What Patients Need to Know
These results support the further study of iberdomide in the treatment of multiple myeloma, including as part of combination regimens.
CAR T-cell therapy produced durable responses in relapsed/refractory multiple myeloma
Results from a phase l/ll trial suggested the investigational chimeric antigen receptor (CAR) T-cell therapy CT103A produced durable responses in patients with relapsed/refractory multiple myeloma, even those who had received prior BCMA CAR T-cell therapy.
What Patients Need to Know
CAR T-cell therapy follows a specific process:
- Blood is drawn from the patient via an intravenous catheter.
- T-cells are isolated from the rest of the blood.
- The T-cells are genetically re-engineered by adding a chimeric antigen receptor to their surface.
- The modified T-cells are expanded to number in the hundreds of millions and infused back into the patient where they target and destroy cancer cells.
Investigational drug studied for treatment of RRMM
In updated results from a phase l trial, the investigational drug talquetamab was shown to be safe and effective in the treatment of relapsed/refractory multiple myeloma (RRMM).
What Patients Need to Know
Further investigation of talquetamab as a monotherapy (a drug used alone) and in combination with other therapies for the treatment of RRMM is underway.
Researchers reported a number of important findings in the treatment of myeloproliferative neoplasms (MPNs) at the 2021 Annual Meeting of the American Society of Hematology:
An analysis of trial results suggested that early treatment with ruxolitinib may improve clinical outcomes in newly diagnosed myelofibrosis.
Preliminary results from a phase ll trial showed pelabresib demonstrated signs of effectiveness in patients with advanced myelofibrosis.
Results of the FREEDOM trial highlighted the safety and efficacy of fedratinib for myelofibrosis previously treated with ruxolitinib.
According to research results, treatment of polycythemia vera with the investigational drug rusfertide significantly reduced the need for phlebotomy.
Early treatment with ruxolitinib evaluated in newly diagnosed MF
“Watch and wait” is a common treatment approach for patients newly diagnosed with myelofibrosis (MF). An analysis of the Comfort l and ll trials suggested that early treatment with the JAK inhibitor ruxolitinib may improve clinical outcomes, including fewer cytopenia events, durable spleen volume response, reduced symptom burden and overall survival.

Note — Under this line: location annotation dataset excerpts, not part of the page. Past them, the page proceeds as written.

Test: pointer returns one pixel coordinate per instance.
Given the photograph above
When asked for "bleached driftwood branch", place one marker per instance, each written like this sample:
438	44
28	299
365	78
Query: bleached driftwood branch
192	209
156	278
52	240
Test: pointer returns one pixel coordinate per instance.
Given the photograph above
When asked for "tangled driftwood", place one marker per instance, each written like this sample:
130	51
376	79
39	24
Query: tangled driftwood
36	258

What Patients Need to Know
The researchers concluded that additional studies to further evaluate the impact of early intervention with ruxolitinib are warranted.

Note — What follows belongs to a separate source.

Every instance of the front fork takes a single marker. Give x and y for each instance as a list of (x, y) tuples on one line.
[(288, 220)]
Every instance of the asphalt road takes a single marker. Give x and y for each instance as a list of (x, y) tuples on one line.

Alternative to JAK inhibitors studied for treatment of advanced MF
Preliminary results from the phase ll MANIFEST trial showed the investigational drug pelabresib demonstrated signs of effectiveness in patients with advanced myelofibrosis for whom a JAK inhibitor (such as ruxolitinib) is not an option.

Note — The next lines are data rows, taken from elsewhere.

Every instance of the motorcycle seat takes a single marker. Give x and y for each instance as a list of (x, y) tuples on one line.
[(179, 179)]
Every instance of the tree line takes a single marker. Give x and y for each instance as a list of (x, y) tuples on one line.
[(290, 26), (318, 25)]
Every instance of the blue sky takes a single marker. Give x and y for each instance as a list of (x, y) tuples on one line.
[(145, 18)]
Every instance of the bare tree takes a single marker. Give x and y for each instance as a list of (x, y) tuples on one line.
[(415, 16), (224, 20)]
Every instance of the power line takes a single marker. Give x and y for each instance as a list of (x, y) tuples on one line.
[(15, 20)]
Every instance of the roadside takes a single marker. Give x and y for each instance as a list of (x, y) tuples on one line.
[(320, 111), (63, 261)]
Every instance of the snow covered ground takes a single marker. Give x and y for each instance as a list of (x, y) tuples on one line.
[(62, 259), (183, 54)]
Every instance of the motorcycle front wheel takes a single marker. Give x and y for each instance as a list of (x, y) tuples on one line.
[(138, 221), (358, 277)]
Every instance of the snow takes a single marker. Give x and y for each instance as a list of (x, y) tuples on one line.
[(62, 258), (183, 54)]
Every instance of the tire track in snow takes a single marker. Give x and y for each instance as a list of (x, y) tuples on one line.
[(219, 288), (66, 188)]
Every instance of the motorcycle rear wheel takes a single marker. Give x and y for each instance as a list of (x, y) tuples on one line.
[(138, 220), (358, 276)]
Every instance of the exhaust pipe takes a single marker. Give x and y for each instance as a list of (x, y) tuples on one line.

What Patients Need to Know
In MANIFEST, pelabresib was given as a monotherapy (a drug used alone) and was found to be generally well-tolerated.
Safety and efficacy of fedratinib for treatment of MF highlighted in trial
Results of the ongoing phase lllb FREEDOM trial highlighted the safety and efficacy (effectiveness) of fedratinib for myelofibrosis that was previously treated with ruxolitinib.
Both fedratinib and ruxolitinib are JAK inhibitors.
What Patients Need to Know
The FREEDOM trial included prospective strategies for preventing or lessening side effects, including gastrointestinal problems and thiamine level decreases.
Investigational drug studied to control hematocrit levels in PV
A primary goal of therapy for polycythemia vera (PV) is to maintain a hematocrit level below 45%, which is proven to decrease a patient’s risk of forming a blood clot. The hematocrit level is the ratio of the volume of red blood cells to the total volume of blood.
Phlebotomy (blood-letting) is often the therapy of choice to maintain hematocrit levels below 45%. According to research results, treatment with the investigational drug rusfertide effectively controlled hematocrit levels and significantly reduced the need for phlebotomy.
What Patients Need to Know
A further study of rusfertide vs. placebo is planned for patients who require frequent phlebotomies.